I’m starting to worry about Jamie Oliver. Seriously. We all know the rabidly enthusastic chef, love him, hate him or worship him there is barely a moment when he’s out of our sight and not giving us the latest update in his plan to save the world. This is a guy who probably needs to chill out just a little bit. I’m starting to worry about his Messiah complex and think that maybe he might need to spend a little time at home with his family and kids.

Don’t get me wrong, I like the man, I would love to chat to him over a pint, I like the cooking shows, I love that husbandface makes many lovely Jamie recipes. I like eating at his restaurants when the cash flow allows and I was impressed with the whole 15 idea. Changing the school meal system, well someone had to do it, getting the whole of America to eat sensibly might have been a wonderful ambition too far and now we have him trying to transform the school system by planting an eclectic bunch of people in the public gaze with no training into a class of students who have had issues at school.

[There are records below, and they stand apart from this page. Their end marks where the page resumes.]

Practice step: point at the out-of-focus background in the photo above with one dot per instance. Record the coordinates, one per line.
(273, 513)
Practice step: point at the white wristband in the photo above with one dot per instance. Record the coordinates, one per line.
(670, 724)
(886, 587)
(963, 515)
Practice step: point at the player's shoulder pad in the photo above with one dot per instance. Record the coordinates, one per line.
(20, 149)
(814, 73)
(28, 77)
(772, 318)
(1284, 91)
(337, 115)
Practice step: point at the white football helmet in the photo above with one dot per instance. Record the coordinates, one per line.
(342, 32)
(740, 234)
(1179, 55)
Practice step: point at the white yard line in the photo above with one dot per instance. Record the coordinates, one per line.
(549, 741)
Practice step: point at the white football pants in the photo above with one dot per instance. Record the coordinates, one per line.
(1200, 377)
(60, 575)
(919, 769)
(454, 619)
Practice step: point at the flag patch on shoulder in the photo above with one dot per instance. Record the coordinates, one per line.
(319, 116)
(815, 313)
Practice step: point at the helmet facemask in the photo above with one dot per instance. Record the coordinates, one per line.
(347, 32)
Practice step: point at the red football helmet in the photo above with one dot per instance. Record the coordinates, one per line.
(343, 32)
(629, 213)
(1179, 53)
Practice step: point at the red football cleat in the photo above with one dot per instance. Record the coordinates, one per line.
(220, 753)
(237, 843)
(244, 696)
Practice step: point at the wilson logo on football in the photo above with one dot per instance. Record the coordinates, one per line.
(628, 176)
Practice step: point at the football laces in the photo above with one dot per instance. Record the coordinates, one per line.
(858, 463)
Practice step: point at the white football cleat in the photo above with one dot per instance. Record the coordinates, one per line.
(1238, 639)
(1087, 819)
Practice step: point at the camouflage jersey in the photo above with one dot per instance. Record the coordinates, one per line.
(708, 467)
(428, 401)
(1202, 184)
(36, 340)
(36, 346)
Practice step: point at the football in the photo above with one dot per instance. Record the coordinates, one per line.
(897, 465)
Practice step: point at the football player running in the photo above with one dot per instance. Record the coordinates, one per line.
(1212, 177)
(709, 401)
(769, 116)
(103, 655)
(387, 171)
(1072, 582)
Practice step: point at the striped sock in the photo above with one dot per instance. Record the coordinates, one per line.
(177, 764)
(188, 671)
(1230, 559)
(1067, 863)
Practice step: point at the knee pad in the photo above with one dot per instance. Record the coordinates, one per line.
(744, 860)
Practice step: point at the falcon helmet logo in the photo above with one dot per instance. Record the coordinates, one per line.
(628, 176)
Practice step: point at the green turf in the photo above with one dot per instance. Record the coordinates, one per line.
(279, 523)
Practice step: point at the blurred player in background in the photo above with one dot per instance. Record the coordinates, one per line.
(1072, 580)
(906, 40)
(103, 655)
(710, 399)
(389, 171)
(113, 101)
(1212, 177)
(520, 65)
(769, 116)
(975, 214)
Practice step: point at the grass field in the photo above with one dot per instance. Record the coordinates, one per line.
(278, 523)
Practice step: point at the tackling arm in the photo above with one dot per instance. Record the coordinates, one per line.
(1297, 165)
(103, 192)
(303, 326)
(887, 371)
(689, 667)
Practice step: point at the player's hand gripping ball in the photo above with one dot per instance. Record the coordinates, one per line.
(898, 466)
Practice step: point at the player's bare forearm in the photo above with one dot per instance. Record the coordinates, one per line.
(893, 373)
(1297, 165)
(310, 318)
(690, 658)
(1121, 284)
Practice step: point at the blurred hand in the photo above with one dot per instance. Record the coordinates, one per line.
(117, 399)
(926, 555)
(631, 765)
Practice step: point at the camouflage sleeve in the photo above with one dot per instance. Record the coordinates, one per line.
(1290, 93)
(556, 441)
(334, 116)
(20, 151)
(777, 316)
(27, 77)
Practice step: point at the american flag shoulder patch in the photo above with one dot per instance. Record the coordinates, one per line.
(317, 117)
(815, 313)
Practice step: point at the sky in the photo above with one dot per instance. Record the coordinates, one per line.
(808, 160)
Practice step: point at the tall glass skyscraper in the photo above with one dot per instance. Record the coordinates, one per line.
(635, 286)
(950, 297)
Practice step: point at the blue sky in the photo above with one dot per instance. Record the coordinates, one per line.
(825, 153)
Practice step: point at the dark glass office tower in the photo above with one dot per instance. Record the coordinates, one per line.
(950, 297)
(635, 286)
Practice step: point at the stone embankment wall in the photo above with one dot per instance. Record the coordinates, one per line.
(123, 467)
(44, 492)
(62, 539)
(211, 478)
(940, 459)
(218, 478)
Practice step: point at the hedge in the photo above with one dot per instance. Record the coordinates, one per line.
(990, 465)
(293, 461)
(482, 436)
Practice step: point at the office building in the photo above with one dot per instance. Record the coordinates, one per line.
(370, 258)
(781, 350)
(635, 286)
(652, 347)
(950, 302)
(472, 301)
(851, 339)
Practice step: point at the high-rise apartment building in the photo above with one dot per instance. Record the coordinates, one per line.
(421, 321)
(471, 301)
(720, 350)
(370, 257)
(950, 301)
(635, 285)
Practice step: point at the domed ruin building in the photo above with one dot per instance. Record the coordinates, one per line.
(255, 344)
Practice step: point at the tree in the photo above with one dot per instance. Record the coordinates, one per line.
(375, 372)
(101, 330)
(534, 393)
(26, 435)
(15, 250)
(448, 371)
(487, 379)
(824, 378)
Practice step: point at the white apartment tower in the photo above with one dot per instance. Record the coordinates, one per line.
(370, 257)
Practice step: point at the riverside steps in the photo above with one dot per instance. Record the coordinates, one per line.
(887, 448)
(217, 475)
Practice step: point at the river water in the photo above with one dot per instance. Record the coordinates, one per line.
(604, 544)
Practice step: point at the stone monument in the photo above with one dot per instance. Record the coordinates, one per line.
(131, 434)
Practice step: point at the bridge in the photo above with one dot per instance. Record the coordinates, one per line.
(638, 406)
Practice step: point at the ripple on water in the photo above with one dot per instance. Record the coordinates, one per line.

Unsurprisingly they find it hard and, judging from the first programe at least, aren’t all that good at it.  The most important thing I think we learn from Jamie’s latest world saving endeavours is that teaching is a skill, not everyone can do it, it requires training, a constantly creative inventive brain and commitment. It requires you to be more than a knowledge fountain (watching David Starkey actively insult a student after they fail to be engaged with his mumbling about artifacts was awkward viewing). Maybe encouraging actual teachers in their jobs might have been a better thing to do.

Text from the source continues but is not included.